The line AB goes through P. The radius of the red circle is 81, the large black circle is 99, and the blue circle 18. The line XY is tangent to the red and blue circles.
Find NX*NA.
I made an attempt via finding many side lengths (Found that the distance between O_2 and X is 54, and that ABN and YXN are similar. However, this didn't lead to anywhere.
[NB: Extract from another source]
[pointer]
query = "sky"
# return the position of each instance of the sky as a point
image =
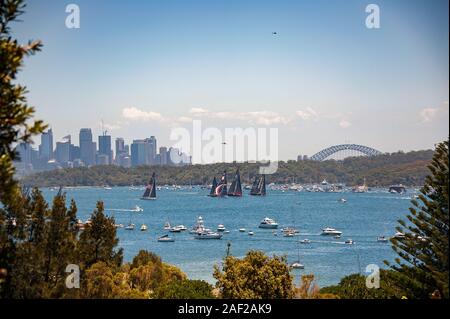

I also found the ratio between AX and XN is 9/2. I've also found that sin(ANB) is 2/3.
Edit: Adding a solution using similarity of triangles and Pythagoras theorem
$\small O_2X^2 = XT^2 + O_2T^2 = XT^2 + O_1O_2^2 - (O_1X - XT)^2= 18^2 + 81^2 - 63^2$
$\implies \small O_2X = 54$.
As $O_1O = O_2P = 18, O_1P = OO_2 = 81, $ then we must have $ \small \ O_1P \parallel OB$.
Now you can show $ \small \angle AO_1P = \angle OO_1O_2$.
If $\small AU \perp O_1P \text { and } O_2W \perp AO, \triangle O_1 O_2 W \cong \triangle O_1 A U$.
$\small AU^2 = AO_1^2 - O_1U^2 = 81^2 - 9^2, AP^2 = AU^2 + PU^2 = 81^2 - 9^2 + (81-9)^2$
$ \displaystyle \small AU = 36 \sqrt{5}, AP = 108, AV = \frac{11}{9} AU = 44 \sqrt5, OV = 11$
$\small AO_2^2 = AV^2 + VO_2^2 \implies AO_2 = 54 \sqrt5$
Now note that $ \displaystyle \small \angle O_2AX = \frac{1}{2} \angle O_2O_1X \implies \triangle O_2AS \sim \triangle O_2O_1M$
That leads to $ \small O_2S = 18 \sqrt5$ and applying Pythagoras theorem gives you $\small AS$ and $\small SX$. Adding them,
$\small AX = 36 (\sqrt{10}+1)$
As $ \small \ O_1P \parallel OB, \angle AXP = \angle ANB \implies PX \parallel BN$
$ \therefore \displaystyle \small \frac{AN}{AX} = \frac{AB}{AP} = \frac{OB}{O_1P} = \frac{99}{81} = \frac{11}{9} \implies AN = \frac{11}{9} \cdot AX, XN = \frac{2}{9} \cdot AX$
$ \displaystyle \small NX \cdot NA = \frac{2}{9} \cdot \frac{11}{9} \cdot AX^2 = 352 (11 + 2 \sqrt{10})$
Solution using trigonometry:
For calculation of $ \small AP$ and $ \small O_2X$ and establishing $ \small PX \parallel BN$, please see previous solution.
If $ \displaystyle \small \angle PAO_2 = \alpha$, $\sin \alpha = \sin (\frac{1}{2} \angle PO_1O_2) = \frac{9}{81} = \frac{1}{9}$
If $ \displaystyle \small \angle O_2 A X = \beta$, $\sin \beta = \sin (\frac{1}{2} \angle O_2 O_1 X) = \frac{27}{81} = \frac{1}{3}$
If $ \small \angle AXP = \gamma \text { and } R \text { is circumradius of } \triangle APX, R = 81$.
$ \displaystyle \small 2R \sin \gamma = AP \implies \sin \gamma = \frac{2}{3}$
$ \small AX = 2 R \sin \angle APX = 2 R \sin (180^0 - (\alpha + \beta) - \gamma) \small = 162 \sin (\alpha+\beta+\gamma)$
$ \displaystyle \small \sin (\alpha + \beta) = \frac{1}{9} \cdot \frac{2\sqrt2}{3} + \frac{1}{3} \cdot \frac{4\sqrt5}{9} = \frac{4\sqrt5+2\sqrt2}{27}$
$ \displaystyle \small \cos(\alpha + \beta) = \frac{8\sqrt{10}-1}{27}, \cos \gamma = \frac{\sqrt5}{3}$
$ \displaystyle \small \sin(\alpha+\beta+\gamma) = \frac{2 (\sqrt{10}+1)}{9}$
So $ \small AX = 36 (\sqrt{10}+1)$
From here, follow the same steps as in previous solution.